# Insurance claim tips



## Craig64 (Jul 16, 2015)

Myoko said:


> Am midway through an insurance claim for an injury that required me to cut a long holiday very short and thought I would pass on some tips. If you think the injury will be serious and you will need to claim;
> 
> HAVE INSURANCE FIRST OR DON'T GO. Keep a copy of the policy handy and understand it before you go.
> 
> ...


Gee..., what a depressing story.:medic:


----------



## Myoko (Dec 11, 2018)

Anytime you need to claim against any insurance, it usually is I'm afraid. 

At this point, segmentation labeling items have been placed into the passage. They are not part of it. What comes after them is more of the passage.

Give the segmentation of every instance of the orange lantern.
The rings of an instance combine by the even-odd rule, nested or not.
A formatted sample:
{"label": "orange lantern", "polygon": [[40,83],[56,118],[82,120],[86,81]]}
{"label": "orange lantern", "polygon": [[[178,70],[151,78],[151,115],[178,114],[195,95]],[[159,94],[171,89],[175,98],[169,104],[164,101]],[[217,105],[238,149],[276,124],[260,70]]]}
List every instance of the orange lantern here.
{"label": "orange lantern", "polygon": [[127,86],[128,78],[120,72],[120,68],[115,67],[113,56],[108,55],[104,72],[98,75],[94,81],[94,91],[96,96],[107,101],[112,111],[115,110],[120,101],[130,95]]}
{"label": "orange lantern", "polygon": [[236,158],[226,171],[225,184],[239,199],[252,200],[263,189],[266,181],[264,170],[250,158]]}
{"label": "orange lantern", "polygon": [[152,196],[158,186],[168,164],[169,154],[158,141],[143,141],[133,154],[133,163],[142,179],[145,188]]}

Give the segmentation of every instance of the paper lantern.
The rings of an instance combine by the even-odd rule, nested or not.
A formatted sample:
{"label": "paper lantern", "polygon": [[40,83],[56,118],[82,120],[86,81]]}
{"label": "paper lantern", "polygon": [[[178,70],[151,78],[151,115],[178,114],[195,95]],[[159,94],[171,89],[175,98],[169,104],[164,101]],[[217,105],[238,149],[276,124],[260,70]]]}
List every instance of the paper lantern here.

Only shared it because I would have liked to have known it just in case shit happens, didn't want to depress anyone.

I ended it with a smile, what more do you want from me atm lol


----------



## Craig64 (Jul 16, 2015)

I used travel insurance once when one of my Burton wheelie sub got damaged by baggage handlers with all the inside plastic structural reinforcing being smashed (the outside was still okay). It was a few years old but in mint/as new condition as we had only used it on a couple of trips. It was $Au320 RRP at the time. When I put the claim in they depreciated the bag and said it was only worth $Au40 now. I said WTF, how does a bag depreciate, you can have it for a lifetime if you look after it. I argued with them back and force via emails and they ended up lifting it to $Au85 and said if I wanted to dispute it further take it to appeal. I never used them again. So I now understand that you only find how good insurance is when you use. 

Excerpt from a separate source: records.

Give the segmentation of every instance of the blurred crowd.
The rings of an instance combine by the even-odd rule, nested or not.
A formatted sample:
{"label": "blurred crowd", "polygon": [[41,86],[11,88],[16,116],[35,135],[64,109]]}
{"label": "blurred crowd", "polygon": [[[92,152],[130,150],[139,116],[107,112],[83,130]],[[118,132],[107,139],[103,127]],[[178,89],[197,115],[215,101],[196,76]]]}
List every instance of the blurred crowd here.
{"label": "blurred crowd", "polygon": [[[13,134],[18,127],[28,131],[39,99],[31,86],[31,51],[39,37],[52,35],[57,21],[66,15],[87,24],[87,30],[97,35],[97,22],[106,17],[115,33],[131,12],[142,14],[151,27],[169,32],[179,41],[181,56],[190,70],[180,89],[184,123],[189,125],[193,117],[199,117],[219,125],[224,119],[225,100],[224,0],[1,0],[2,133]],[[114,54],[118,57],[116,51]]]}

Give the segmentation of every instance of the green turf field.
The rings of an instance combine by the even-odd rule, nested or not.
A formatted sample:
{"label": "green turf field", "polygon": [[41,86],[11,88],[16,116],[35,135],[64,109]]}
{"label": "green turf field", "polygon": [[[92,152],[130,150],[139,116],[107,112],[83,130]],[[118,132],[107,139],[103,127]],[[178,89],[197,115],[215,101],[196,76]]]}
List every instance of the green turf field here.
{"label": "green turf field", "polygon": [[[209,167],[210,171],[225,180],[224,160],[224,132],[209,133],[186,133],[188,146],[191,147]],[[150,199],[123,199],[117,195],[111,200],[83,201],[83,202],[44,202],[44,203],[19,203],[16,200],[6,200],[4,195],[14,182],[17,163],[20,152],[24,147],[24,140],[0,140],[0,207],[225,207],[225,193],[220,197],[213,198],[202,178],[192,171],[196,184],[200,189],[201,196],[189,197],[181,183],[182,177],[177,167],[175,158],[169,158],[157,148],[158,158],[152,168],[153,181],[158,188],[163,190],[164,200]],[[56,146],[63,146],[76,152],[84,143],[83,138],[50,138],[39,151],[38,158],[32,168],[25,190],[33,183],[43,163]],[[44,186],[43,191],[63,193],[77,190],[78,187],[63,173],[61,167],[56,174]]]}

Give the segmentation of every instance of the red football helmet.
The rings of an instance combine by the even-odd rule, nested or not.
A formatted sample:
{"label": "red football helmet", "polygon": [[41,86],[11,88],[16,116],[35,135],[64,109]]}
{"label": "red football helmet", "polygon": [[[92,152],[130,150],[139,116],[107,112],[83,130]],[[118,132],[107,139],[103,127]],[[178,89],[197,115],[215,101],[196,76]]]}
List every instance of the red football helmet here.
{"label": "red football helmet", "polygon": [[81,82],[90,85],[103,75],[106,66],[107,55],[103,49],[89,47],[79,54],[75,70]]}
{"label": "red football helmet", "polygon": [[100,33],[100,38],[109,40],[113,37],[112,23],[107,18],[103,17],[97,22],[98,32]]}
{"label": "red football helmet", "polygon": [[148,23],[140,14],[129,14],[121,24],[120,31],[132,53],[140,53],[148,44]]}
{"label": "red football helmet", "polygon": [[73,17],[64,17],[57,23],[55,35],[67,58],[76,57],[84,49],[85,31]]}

Last year the I had a bag go missing. It had about $Au3000 worth of gear in it. Waited at the carousel for about an hour and no bag (had all our other luggage). A girl approached us saying her job is handling missing luggage and that it happens all the time. WTF. They took all our details and 2 days later they rang us and said they had found our bag. Then went on to BS that it was left on the carousel. They drove it up to our house in a van that night. I was talking to the driver and he said he is flat out returning lost bags everyday. He said he had 12 in the van for that day just for his run. This had me worried as I would take for our family of 4 probably around $Au10k worth of gear overseas. I could imagine the insurance company trying to give me $100 if I lost a bag.


----------



## Myoko (Dec 11, 2018)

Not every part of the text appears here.